Tarsem Singh's The Fall (2006) is a film both enchanting and sad. Like "The Arabian Nights," it tells a story within a story, but that's where the similarities end. The frame story, set in a Los Angeles hospital during the era of silent film, is about a delightful little girl, Alexandria (Catinca Untaru), who broke her arm when she fell while picking oranges. She befriends a Hollywood stuntman, Roy Walker (Lee Pace), who's paralyzed from the waist down. He begins to tell her a story about five mythical heroes who, for various reasons, want revenge against the evil Governor Odious. Once he gains her trust, he asks her to steal some morphine for him, he tells her, so he can sleep. Alexandria comes to identify with him as a father figure, but he's a decidedly flawed and ambiguous one.
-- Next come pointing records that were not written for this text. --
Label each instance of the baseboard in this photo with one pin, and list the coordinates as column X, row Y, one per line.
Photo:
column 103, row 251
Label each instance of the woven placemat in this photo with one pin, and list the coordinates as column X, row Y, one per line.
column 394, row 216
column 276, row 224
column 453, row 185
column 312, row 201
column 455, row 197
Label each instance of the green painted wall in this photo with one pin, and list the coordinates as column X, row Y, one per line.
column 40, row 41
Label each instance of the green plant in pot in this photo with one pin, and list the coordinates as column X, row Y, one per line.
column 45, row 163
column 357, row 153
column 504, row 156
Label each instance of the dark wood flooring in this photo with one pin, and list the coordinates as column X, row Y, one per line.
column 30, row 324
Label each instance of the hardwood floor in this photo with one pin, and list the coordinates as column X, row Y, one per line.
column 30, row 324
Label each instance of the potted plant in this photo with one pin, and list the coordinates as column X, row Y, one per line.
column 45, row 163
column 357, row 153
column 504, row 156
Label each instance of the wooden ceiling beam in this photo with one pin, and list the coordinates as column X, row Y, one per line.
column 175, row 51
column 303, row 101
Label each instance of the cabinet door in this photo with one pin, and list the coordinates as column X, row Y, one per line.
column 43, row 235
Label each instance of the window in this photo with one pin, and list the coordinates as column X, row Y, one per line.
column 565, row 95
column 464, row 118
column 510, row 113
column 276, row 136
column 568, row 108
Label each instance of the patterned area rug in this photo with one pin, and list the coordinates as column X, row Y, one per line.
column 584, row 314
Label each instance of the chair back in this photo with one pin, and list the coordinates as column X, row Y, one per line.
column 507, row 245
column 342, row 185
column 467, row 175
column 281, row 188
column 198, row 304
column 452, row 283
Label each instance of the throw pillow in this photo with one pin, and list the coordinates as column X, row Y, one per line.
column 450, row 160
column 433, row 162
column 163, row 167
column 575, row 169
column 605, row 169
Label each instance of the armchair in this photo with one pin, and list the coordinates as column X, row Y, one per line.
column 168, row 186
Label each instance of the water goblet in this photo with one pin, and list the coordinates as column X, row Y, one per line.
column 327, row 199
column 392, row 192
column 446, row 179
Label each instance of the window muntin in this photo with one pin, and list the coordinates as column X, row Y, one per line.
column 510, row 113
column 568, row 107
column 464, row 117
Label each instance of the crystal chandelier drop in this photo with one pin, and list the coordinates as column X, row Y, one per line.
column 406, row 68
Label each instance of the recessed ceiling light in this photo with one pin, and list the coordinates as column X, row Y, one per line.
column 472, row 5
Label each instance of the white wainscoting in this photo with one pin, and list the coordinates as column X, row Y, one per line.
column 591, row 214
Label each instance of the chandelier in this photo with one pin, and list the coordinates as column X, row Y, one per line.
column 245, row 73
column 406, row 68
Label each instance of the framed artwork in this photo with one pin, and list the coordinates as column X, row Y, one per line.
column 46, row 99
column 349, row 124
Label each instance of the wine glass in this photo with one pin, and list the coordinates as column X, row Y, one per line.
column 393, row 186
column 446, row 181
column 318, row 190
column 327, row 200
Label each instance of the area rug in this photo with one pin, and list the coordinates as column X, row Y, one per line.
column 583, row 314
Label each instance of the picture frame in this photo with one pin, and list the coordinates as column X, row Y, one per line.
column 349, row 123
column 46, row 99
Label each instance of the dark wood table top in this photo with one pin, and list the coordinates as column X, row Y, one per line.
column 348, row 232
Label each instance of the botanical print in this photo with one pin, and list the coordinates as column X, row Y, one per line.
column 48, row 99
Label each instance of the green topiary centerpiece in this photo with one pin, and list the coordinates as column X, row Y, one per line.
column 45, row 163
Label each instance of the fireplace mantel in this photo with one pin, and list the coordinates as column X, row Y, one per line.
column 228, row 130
The film isn't as grim as I'm making it sound. In various ways, the film playfully reminds us that the story Roy tells Alexandria is all in her imagination. When Alexander the Great (Kim Uylenbroek) receives a message, it's written on the same paper Alexandria uses to send a note to one of the hospital's nurses, Sister Evelyn (Justine Waddell), and the masks worn by Governor Odious' soldiers are the same as the one worn by the man who operates the hospital's x-ray machine. At first, one of the story's heroes, the Blue Bandit (Pace), has an Eastern European accent, like Alexandria's father, until Alexandria decides the Blue Bandit should have an American accent, like Roy. Although Roy clearly means one character, referred to only as the Indian (Jeetu Verma), to be a Native American, describing his wife as a beautiful "squaw," Alexandria pictures him as an East Indian with a long beard and turban. It's unlikely that a little girl listening to Roy's story would picture (just to name one example) one scene happening in front of the Taj Mahal, since it has nothing to do with the story, but that's missing the point; the film's imagery--vast desert landscapes, flamboyant costumes by Japanese designer Eiko Ishioka, shirtless musclemen--is self consciously mythic.

Why did the film get such lousy reviews? Michael Joshua Rowin of indieWire finds it too ostentatious in its "immodest scale and melodramatic excess." Is it my imagination or are reviewers resistant to films of ambition? In a poll of U.S. reviewers published by Film Comment, Kelly Reichardt's Wendy and Lucy was voted the best film released there in 2008. It's a good film, very modest, but there's not a world of difference between the plot of Reichardt's film and a Trudeau-era social realist downer like Don Shebib's Goin' Down the Road (1971). (Nor, for that matter, is Reichardt any more formally adventurous.) Would The Fall be a better movie if Singh had learned a little modesty? Reichardt's film is about a woman in a blue hoodie standing in a parking lot--and like a parking lot, the film does what it's supposed to do. Personally, I prefer movies like the Taj Mahal: grand, ambitious and spectacularly immodest.